Note that at this time, only the XYZ format is supported for geometry files and so there is only a single scanning function, called xyz_scan. The XYZ format is rather well known and you should be able to convert your geometry files to this format quite easily. However, if the need arises, consult the Handling other formats subsection for more details on how to handle another format.
2.1. XYZ format¶
2.1.1. Structure of XYZ geometry files¶
Let’s take a geometry file for the SiH4 molecule as an example:
5
my comment
Si -0.31438 1.89081 0.00000
H 1.10562 1.89081 0.00000
H -0.78771 2.04313 -1.33010
H -0.78772 2.96655 0.79696
H -0.78772 0.66276 0.53314
The structure of this file is as follows:
The first line of the file is the number of atoms in the molecule.
The second line is a comment line where you can write anything you want.
The rest of the file is the list of the atomic coordinates.

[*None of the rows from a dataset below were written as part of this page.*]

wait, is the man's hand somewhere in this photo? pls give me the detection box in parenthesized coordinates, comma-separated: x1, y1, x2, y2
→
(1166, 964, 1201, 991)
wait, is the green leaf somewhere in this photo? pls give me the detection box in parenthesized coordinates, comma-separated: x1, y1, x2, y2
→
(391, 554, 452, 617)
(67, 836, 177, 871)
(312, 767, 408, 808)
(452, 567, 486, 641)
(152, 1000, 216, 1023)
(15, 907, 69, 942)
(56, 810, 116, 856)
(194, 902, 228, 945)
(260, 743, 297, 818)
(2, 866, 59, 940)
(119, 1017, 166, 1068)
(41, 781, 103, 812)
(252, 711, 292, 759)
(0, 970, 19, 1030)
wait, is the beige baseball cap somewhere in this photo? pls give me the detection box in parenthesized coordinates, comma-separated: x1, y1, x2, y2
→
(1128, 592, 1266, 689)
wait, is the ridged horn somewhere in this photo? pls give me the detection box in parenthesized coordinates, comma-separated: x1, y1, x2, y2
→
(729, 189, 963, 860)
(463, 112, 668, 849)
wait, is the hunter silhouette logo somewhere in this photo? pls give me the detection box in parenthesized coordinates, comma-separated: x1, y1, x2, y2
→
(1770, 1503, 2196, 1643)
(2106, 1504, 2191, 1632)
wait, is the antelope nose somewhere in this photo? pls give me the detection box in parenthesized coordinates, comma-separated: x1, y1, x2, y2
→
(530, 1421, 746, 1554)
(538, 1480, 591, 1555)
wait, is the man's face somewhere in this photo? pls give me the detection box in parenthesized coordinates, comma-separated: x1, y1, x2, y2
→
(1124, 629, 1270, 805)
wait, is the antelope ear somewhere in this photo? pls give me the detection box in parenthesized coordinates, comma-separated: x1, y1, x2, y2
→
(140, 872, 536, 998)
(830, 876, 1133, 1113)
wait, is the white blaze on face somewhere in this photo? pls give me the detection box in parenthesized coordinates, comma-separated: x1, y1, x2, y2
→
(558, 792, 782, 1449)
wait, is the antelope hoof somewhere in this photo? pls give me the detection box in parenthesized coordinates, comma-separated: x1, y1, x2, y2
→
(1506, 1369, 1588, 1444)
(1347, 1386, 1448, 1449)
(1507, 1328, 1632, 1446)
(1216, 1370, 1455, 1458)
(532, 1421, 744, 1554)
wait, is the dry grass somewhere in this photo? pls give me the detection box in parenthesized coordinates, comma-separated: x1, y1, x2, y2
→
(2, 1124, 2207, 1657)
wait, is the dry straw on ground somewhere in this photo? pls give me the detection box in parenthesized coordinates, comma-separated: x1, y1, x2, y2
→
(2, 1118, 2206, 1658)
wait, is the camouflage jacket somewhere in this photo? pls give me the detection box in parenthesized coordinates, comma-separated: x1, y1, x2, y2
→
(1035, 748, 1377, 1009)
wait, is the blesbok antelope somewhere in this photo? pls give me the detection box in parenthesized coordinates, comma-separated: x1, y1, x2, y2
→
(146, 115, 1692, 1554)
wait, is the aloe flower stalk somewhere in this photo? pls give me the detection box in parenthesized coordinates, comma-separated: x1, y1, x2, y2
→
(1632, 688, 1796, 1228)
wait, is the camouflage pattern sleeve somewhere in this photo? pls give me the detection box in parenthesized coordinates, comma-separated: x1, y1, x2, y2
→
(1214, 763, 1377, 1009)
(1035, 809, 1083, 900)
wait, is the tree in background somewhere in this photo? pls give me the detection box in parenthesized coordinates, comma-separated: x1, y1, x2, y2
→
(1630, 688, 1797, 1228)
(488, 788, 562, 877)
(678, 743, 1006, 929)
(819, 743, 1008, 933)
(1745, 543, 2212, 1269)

They are written in the form <atom type> <x coordinate> <y coordinate> <z coordinate>.
2.1.2. Function definition¶
- geom_scan.xyz_scan(mol_content: list)[source]¶
Scans the content of an XYZ geometry file and extracts the chemical formula and atomic coordinates of the molecule.
- Parameters:
mol_content (list) – Content of the XYZ geometry file. Each element of the list is a line of the file.
- Returns:
file_data – The extracted information of the file, following the pattern { ‘chemical_formula’ : { }, ‘atomic_coordinates’ : [ ] }
- Return type:
dict
- Raises:
AbinError – If the number of atomic coordinates lines does not match the number of atoms mentioned in the first line of the .xyz file.
Defined in the geom_scan.py file, the xyz_scan function receives the content of the geometry file as an argument (a list variable) and returns a file_data dictionary with two keys: chemical_formula and atomic_coordinates:
The first key,
chemical_formula, contains a dictionary where each key:value pair corresponds to an atom type and the number of atoms of that type in the molecule. For example, the value for thechemical_formulakey for H3PO4 is {‘H’:3, ‘P’:1, ‘O’:4}.The second key,
atomic_coordinatesis simply a list of the atomic coordinates lines of the XYZ file.
By making use of regular expressions, the function detects all the lines that have the <atom type> <x coordinate> <y coordinate> <z coordinate> pattern and stores them as a list into atomic_coordinates. For chemical_formula, the function counts the number of occurrences of each atom type as it reads it at the beginning of each coordinates line.
2.2. Handling other formats¶
If you want to add support for another format, you will need two things:
Add a scanning function for that format to
geom_scan.pyTell
ABIN LAUNCHERto use that new function, most likely by adding a new command line argument
2.2.1. Format as a new command line argument¶
If you want to add support for another format, it is probably a good idea to add a new command line argument that will be given when executing ABIN LAUNCHER. Everything has already been prepared for that eventuality. As such, you only need to change two lines in abin_launcher.py:
Just uncomment this line (remove the # at the beginning of the line)
required.add_argument('-f', '--format', type=str, help="Format of the geometry files that need to be read.", required=True)
then replace this line
mol_fmt = "xyz"
by
mol_fmt = args.format
and it’s done!
Now you will be able to specify the format of your geometry files by using the -f / --format command line argument when executing abin_launcher.py.
Warning
The extension of the geometry files must be the same as the value given in the -f / --format argument.
2.2.2. Defining a new scanning function¶
All the scanning functions must be defined in the geom_scan.py file and need to obey some restrictions in order to be callable by ABIN LAUNCHER:
They must be named fmt_scan, where fmt is the format of the geometry file as it will be given in the command line.
They must only take one argument: a list containing the lines of the geometry file (
mol_content).They must return a dictionary (
file_data), following the pattern{ 'chemical_formula' : { }, 'atomic_coordinates' : [ ] }. You can have additional keys if you want, but those two are mandatory.
If a problem arises when scanning the molecule file, an AbinError exception should be raised with a proper error message (see how to handle errors for more details).